Have you checked your default sound device? Control Panel > Sounds and Audio Devices > Audio Tab. Under Sound playback you should see whatever sound 'card' you are using displayed in the drop-down box. And also, make sure that the 'Use only default devices' check box at the bottom is checked.

Pauldo


----------



## pure.Wasted (Nov 25, 2008)

Control Panel > Sound and Audio Devices > Audio:

All three options are greyed out. Under "Volume" it says that "No audio device is selected." Bottom is also greyed out. 

Obviously this is complete rubbish because I never went here and changed the settings (and I know that no one else did either). 

:sigh:


edit: I read around a bit and this sounds suspiciously similar to tlf's "no sound device" thread. No faulty red/yellow exclamation marks, nothing. For the record I seem to be running SigmaTel High Definition (from Device Manager).

Should I just try that UAA thing you guys were talking about?

P.S. iTunes has stopped working ever since I restarted my computer to see if that would... stop it from working. It did.


----------



## Pauldo (Jun 22, 2008)

Sometimes I think that the alignment of the moon and planets has a lot to do with it .

First thing to try would be to re-install your audio drivers.

If that doesn't work, then you should probably try and re-install UAA drivers. It is best if you have the latest drivers available before you start this. 

To do this you will need to completely uninstall your audio device by removing software via Add and Remove, then before you reboot, go into Device manager and uninstall your audio device there. Re-boot. Cancel out of Found New Hardware Wizard, if it comes up. Install UAA drivers. Re-boot. Cancel out of Found New Hardware Wizard. Install your audio drivers.

Link to UAA drivers.

Let us know how it goes.

Pauldo

*Edit*: Man, not fast enough. Ya, try the UAA drivers. Hope that get's it working.


----------



## pure.Wasted (Nov 25, 2008)

_Ooookay_, this is getting pretty strange.
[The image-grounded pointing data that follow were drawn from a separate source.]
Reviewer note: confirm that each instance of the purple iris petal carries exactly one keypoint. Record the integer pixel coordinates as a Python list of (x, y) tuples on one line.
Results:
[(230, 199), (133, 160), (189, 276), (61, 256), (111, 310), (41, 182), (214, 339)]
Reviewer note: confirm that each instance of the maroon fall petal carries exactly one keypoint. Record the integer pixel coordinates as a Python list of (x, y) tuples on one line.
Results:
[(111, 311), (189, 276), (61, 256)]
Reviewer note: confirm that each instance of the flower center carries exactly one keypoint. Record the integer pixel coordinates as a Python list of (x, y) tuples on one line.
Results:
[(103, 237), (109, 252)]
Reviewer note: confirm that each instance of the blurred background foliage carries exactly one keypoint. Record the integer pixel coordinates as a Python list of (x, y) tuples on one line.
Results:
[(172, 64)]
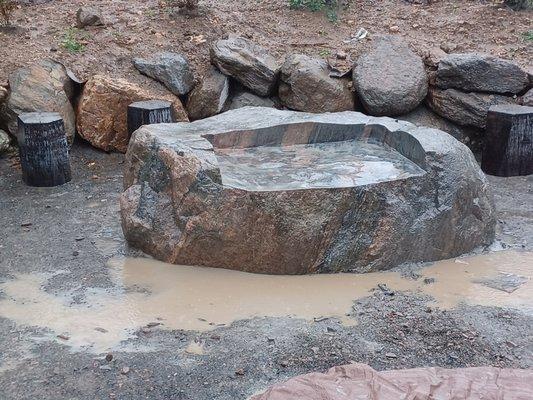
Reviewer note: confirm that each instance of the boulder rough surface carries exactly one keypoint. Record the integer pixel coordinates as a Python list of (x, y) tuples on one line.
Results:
[(248, 63), (242, 98), (180, 207), (466, 109), (424, 116), (389, 78), (171, 69), (102, 110), (306, 86), (44, 86), (209, 97), (472, 72)]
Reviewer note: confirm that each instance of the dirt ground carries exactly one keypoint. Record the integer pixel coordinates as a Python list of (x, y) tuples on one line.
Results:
[(139, 28), (61, 229)]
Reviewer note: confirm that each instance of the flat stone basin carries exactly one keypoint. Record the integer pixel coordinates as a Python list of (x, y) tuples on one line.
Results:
[(311, 166), (282, 192)]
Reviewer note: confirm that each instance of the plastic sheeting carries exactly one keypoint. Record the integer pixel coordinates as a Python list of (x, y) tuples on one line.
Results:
[(361, 382)]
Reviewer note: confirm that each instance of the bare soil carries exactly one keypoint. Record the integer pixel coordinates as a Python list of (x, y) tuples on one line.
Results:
[(140, 28), (41, 231)]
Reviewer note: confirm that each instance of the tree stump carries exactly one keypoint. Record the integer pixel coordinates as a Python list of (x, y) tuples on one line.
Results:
[(508, 148), (148, 112), (43, 148)]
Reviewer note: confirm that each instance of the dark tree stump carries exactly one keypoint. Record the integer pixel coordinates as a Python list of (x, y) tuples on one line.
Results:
[(43, 148), (147, 113), (508, 148)]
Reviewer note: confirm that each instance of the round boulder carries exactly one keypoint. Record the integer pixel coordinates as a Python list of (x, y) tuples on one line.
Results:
[(390, 78)]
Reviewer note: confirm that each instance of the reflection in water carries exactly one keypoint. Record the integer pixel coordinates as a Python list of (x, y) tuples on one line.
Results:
[(149, 292), (305, 166)]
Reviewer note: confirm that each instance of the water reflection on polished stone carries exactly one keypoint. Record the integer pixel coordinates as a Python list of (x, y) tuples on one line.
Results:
[(310, 166)]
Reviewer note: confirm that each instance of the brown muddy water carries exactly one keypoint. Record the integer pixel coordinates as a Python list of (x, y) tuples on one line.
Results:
[(150, 292)]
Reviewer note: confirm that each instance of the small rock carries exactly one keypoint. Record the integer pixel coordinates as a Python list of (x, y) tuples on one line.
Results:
[(88, 16), (248, 63), (209, 97), (306, 86), (390, 78), (473, 72), (171, 69), (342, 55), (4, 141)]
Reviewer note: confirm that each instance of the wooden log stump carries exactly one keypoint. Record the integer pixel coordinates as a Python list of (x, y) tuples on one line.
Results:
[(43, 149), (148, 112), (508, 148)]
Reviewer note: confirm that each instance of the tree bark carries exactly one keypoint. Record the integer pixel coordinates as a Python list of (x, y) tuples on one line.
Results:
[(508, 148), (43, 148)]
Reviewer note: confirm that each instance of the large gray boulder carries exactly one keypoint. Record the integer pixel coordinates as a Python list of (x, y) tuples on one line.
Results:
[(248, 63), (271, 191), (171, 69), (473, 72), (306, 86), (44, 86), (209, 97), (466, 109), (389, 78)]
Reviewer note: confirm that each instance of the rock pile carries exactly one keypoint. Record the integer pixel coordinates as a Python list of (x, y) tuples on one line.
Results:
[(388, 79)]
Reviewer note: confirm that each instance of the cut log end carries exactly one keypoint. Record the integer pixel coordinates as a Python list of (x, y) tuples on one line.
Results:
[(43, 148), (148, 112), (508, 148)]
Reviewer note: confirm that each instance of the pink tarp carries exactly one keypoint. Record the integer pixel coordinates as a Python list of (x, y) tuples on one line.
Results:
[(360, 382)]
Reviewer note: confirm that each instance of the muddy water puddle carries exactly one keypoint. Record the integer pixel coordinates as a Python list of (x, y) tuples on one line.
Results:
[(152, 295)]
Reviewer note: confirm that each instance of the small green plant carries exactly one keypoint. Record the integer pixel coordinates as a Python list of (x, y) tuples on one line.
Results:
[(71, 41), (324, 53), (329, 6), (7, 7)]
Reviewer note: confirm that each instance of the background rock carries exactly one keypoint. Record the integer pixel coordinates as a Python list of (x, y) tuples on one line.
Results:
[(306, 86), (242, 98), (466, 109), (480, 73), (171, 69), (425, 117), (4, 141), (88, 16), (527, 99), (209, 97), (102, 110), (390, 78), (248, 63), (44, 86)]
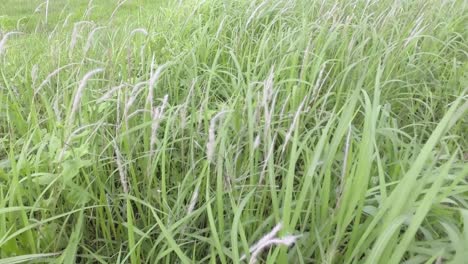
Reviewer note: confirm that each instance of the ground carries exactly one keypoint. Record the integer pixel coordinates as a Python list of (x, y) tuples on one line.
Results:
[(212, 131)]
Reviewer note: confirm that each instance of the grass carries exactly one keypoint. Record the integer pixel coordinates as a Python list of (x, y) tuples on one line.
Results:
[(234, 132)]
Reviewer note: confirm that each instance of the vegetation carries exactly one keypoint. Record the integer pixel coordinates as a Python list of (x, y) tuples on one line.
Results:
[(287, 131)]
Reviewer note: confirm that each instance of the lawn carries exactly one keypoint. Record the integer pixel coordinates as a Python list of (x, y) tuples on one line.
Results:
[(214, 131)]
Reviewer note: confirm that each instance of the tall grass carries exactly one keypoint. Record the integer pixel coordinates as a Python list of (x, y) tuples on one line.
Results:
[(236, 132)]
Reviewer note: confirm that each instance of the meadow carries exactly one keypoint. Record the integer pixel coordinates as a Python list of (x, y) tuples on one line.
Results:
[(216, 131)]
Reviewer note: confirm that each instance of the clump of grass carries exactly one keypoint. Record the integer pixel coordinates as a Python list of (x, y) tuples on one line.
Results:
[(184, 132)]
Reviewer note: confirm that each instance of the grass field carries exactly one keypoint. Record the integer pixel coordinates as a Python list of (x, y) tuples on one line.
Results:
[(215, 131)]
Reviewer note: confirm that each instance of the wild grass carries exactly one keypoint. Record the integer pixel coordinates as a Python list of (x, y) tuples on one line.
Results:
[(234, 132)]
So I've figured out a way to solve the problem -- _temporarily_. 

I go into device manager, look up the SigmaTel audio codec, and disable it. Then I enable it and reboot the computer, and the sound works fine until the cable moves (since it's kinda scratched and falls out of its place in the back easily). If it moves, moving it back into place will not get the sound going, I have to redo the whole process from scratch.

However, it'll still work for some things. For example, audio on video files will stop working, as will games, but YouTube pages will work.

Pretty ridiculous. Not really anything you guys can do about it, I think, just decided to share so we can all get a laugh. Thanks for the help.


----------



## Pauldo (Jun 22, 2008)

Thanks.

That is wierd.

My recommendation. Duct tape. :grin:

Pauldo


----------